Mr. Finne said he spent years fishing with Mr. Stiansen, whom he described as “strong as an ox.” He recalled days out at sea when he would peek over at his mentor and see him at the wheel, smiling. “There was just something about him,” he said.

Mr. Finne learned by watching Mr. Stiansen, who made the task seem easy. “That’s just because he was the master,” he said. “I copy-cat him a little bit. I can make like I know what I’m doing, but there is just no one like him.”

He also described the veteran fisherman as humble and unassuming—not the type to argue with others or to challenge them on their opinions. “He was hilarious,” Mr. Finne added. “He would have you in stitches.”

Mr. Finne said Mr. Stiansen had visited Norway on multiple occasions to visit his relatives there, and he had invited them back to his house in New York. He was also very close to his nieces and nephews.

Mr. Cornesi described Mr. Stiansen as “Norwegian to the core,” adding, “His heritage meant a lot to him.”

He, John Frosina and Greg Morgese, who also work at Cor-J, said they were saddened by the news, which shook the small fishing community. “At least he died doing what he loved,” Mr.

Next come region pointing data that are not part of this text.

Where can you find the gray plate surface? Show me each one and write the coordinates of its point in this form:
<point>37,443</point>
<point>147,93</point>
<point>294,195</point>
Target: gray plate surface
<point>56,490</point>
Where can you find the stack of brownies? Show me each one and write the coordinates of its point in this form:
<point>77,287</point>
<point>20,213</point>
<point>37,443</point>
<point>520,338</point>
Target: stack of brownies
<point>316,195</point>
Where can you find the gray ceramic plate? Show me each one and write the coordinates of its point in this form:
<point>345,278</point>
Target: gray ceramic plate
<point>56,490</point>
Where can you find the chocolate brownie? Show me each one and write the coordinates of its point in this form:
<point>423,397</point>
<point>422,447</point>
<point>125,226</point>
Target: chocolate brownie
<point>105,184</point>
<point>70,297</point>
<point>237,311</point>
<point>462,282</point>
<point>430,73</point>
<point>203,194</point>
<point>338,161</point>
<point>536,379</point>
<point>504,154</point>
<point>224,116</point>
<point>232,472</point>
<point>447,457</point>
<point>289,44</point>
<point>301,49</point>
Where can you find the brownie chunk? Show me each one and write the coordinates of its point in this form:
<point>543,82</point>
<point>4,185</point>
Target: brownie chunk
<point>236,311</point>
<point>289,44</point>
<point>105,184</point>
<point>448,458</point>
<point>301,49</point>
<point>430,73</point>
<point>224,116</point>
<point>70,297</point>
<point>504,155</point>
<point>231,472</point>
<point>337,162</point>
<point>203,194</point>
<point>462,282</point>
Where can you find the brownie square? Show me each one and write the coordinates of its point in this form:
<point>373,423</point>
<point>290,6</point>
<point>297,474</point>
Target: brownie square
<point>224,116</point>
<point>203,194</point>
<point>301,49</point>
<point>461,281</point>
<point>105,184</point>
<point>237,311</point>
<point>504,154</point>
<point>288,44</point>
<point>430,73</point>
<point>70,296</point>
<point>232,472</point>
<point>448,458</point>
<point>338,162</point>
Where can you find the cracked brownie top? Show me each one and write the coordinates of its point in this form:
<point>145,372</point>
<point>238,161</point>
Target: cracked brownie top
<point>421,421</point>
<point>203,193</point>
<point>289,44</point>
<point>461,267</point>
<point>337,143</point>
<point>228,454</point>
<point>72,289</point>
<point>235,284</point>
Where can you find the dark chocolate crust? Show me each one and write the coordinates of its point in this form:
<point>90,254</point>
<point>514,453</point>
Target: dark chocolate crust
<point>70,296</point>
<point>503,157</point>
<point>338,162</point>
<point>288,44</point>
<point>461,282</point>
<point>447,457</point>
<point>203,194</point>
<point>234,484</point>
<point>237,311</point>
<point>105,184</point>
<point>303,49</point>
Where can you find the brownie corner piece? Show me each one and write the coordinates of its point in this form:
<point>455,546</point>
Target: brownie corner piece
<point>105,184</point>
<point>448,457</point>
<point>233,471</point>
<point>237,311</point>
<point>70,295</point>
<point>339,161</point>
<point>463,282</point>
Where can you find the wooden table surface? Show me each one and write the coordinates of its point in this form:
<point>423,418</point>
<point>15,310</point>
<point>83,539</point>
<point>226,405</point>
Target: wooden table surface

Morgese said. “He probably could have retired 20 years ago.”

Mr. Finne, who works at Otis Ford in Quogue, returned to the inlet on Monday to see the capsized boat, which still sits in the sand. He was able to retrieve Mr. Stiansen’s orange cap, and his fish pick, as well as the buoy that he clung to in the water.

He’ll fish again—“It was just the absolute greatest experience of my life, the last 13 years,” he said—but not without a flotation device.
Services Planned
Mr. Stiansen was predeceased by his wife, Pauline V. (Nill), and his siblings, Eleanor Hansen, and Stanley, Charles and Norman Stiansen. He is survived by his nieces and nephews, Priscilla Lynch and her husband James; Gordon Hansen and his wife Carol; Christine Scott and her husband Steven; Ellen Sisco and her husband Burt; Martha Bjelland and her husband Ron; Sarah Sayce and her husband Dennis; Sandra DiBona and her husband Jeffrey; and Norman Stiansen and his wife Rosemary. He is also survived by many grandnieces and grandnephews.

Visiting hours will be held at the J. Ronald Scott Funeral Home in Hampton Bays on Thursday, May 16, from 2 to 4 p.m. and 7 to 9 p.m. The Reverend George Mangan of the Hampton Bays United Methodist Church will conduct a funeral service at the funeral home on Friday, May 17, at 10 a.m. Mr. Stiansen will be buried in Good Ground Cemetery next to his wife.

In lieu of flowers, the family asks that donations be made to a charity of the donor’s choice.